ExcelBanter

ExcelBanter (https://www.excelbanter.com/)
-   Excel Programming (https://www.excelbanter.com/excel-programming/)
-   -   Iterate through all words (https://www.excelbanter.com/excel-programming/450882-iterate-through-all-words.html)

Robert Crandal[_3_]

Iterate through all words
 
I have a text file that is read and stored into a string variable.
Here is the basic code:

Dim s as String

s = ReadTextFile("C:\data.txt")

I would now like to retrieve each and every word that is
stored in the variable "s". Loading all the words into an
array will be okay for now.

For my purposes, a word is any string of characters that
does not include whitespace characters, such as spaces,
tabs, carriage returns, line feeds, etc... I think those are
the only whitespace characters that exist, right?

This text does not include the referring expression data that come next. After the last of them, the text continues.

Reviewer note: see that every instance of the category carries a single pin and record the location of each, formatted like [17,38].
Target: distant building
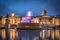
[45,19]
[13,19]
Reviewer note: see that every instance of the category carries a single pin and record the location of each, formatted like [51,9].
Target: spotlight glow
[29,13]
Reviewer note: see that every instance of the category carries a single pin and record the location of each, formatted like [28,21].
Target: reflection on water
[30,34]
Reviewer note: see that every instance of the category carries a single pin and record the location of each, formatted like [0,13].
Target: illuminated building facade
[45,19]
[13,19]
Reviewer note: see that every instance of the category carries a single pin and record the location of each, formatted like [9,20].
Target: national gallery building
[44,18]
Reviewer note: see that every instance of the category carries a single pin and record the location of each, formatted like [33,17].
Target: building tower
[12,14]
[44,13]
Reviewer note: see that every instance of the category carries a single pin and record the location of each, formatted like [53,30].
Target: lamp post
[6,27]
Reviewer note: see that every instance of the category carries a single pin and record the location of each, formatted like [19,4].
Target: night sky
[21,7]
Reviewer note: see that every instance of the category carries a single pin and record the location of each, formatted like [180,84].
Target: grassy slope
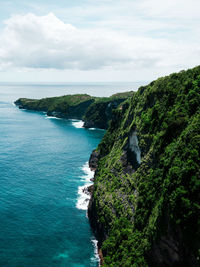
[150,217]
[100,112]
[94,110]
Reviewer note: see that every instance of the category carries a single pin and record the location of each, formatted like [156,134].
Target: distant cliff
[145,205]
[94,111]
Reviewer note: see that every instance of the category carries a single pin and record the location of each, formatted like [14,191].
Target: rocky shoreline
[93,164]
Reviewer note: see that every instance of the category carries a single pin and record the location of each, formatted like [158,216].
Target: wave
[51,117]
[83,194]
[95,258]
[77,123]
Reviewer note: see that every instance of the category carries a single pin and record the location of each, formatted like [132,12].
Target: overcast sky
[97,40]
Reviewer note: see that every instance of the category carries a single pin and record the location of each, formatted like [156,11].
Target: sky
[97,40]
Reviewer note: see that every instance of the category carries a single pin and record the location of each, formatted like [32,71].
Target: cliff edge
[145,208]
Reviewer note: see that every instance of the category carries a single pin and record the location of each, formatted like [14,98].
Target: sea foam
[83,194]
[77,123]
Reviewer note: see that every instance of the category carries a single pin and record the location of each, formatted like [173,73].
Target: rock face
[144,208]
[95,111]
[93,161]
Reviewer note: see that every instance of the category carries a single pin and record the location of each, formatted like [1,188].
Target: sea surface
[43,169]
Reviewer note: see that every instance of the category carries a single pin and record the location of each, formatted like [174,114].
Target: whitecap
[83,194]
[51,117]
[95,258]
[77,123]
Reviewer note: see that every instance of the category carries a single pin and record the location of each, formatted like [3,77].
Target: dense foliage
[95,111]
[100,112]
[148,215]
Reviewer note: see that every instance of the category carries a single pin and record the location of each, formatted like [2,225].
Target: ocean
[43,169]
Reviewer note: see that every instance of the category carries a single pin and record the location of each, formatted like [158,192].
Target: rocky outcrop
[93,160]
[144,208]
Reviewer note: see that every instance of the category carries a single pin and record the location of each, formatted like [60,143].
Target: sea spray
[77,123]
[83,194]
[83,201]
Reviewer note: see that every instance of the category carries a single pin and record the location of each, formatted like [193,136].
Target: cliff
[94,111]
[145,207]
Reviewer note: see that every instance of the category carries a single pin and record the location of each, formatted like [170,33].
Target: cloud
[46,42]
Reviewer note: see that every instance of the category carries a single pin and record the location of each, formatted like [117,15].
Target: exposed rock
[93,161]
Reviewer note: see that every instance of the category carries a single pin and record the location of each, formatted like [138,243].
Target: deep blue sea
[43,169]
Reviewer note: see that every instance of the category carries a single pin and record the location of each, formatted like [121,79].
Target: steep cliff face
[68,106]
[95,111]
[99,114]
[145,204]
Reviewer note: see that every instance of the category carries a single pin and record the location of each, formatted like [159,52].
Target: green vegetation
[68,106]
[148,214]
[95,111]
[100,112]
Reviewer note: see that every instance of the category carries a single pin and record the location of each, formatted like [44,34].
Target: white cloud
[45,42]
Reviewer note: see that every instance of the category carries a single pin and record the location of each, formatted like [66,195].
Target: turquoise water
[43,168]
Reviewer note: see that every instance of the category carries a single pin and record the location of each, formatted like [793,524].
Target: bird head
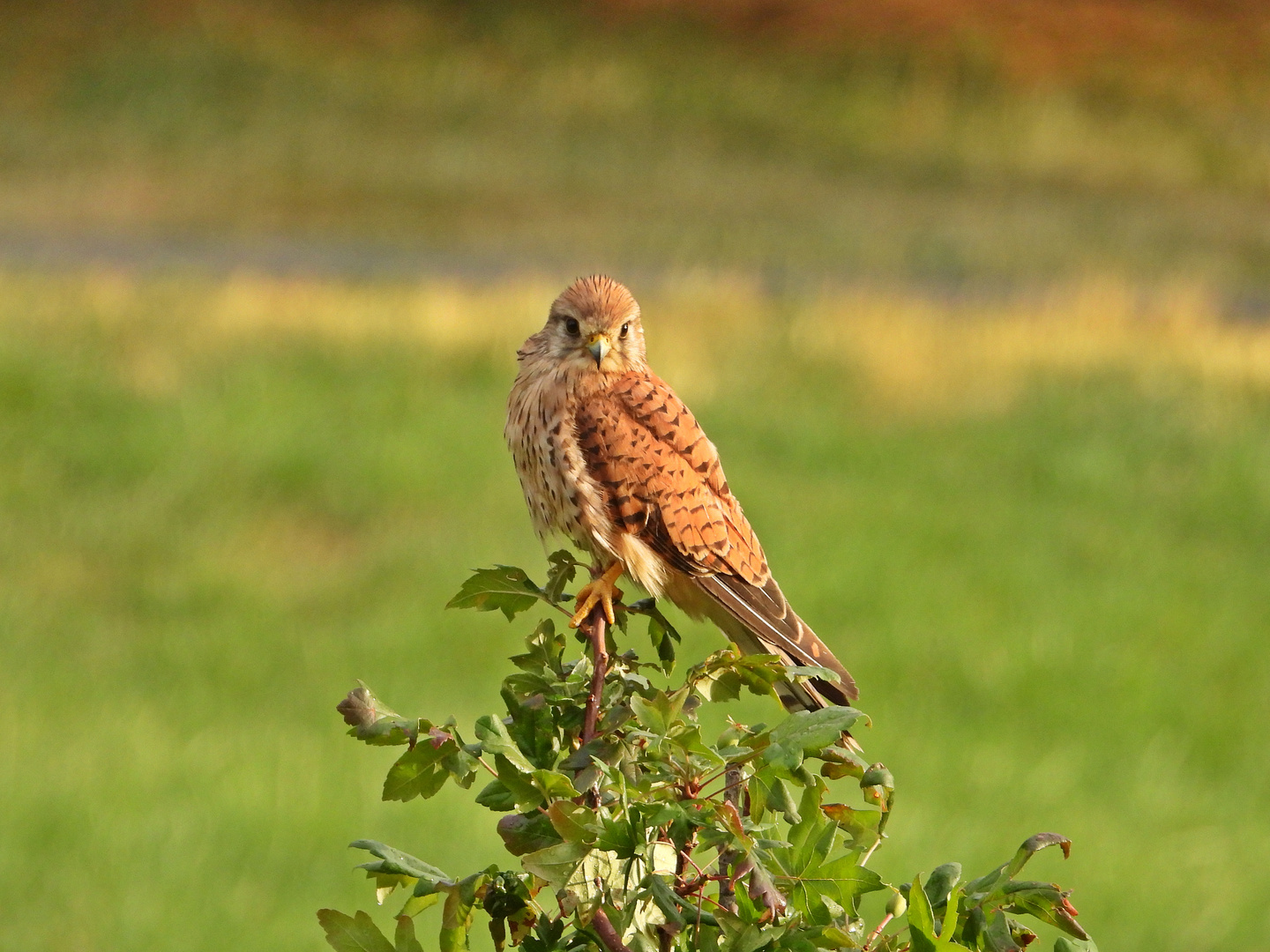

Gary, do you recommend that I use the Split() function for this?




GS[_6_]

Iterate through all words
 
I have a text file that is read and stored into a string variable.
Here is the basic code:

Dim s as String

s = ReadTextFile("C:\data.txt")

I would now like to retrieve each and every word that is
stored in the variable "s". Loading all the words into an
array will be okay for now.

For my purposes, a word is any string of characters that
does not include whitespace characters, such as spaces,
tabs, carriage returns, line feeds, etc... I think those are
the only whitespace characters that exist, right?

Gary, do you recommend that I use the Split() function for this?


If you want to iterate the words only you'll need to first filter out
all possible punctuation characters there might be so words are
delimited by the space character.

A text file may also contain CrLf characters which you may want to
remove as well. Note that doing so will screw you up if you don't
replace these with a space character.

So then, the approach I suggest is...

filter out punctuation characters ".,;!:"
replace CrLf characters with " "
split the string into a variant using " " as the delimiter

...where you can filter unwanted characters with the following function.


Function FilterString$(ByVal TextIn$, Optional IncludeChars$, _
Optional IncludeLetters As Boolean = True, _
Optional IncludeNumbers As Boolean = True)
' Filters out all unwanted characters in a string.
' Arguments: TextIn The string being filtered.
' IncludeChars [Optional] Any non alpha-numeric
' characters to keep.
' IncludeLetters [Optional] Keeps any letters.
' IncludeNumbers [Optional] Keeps any numbers.
'
' Returns: String containing only wanted characters.
' Comments: Works very fast using the Mid$() function over other
' methods.

Const sSource As String = "FilterString()"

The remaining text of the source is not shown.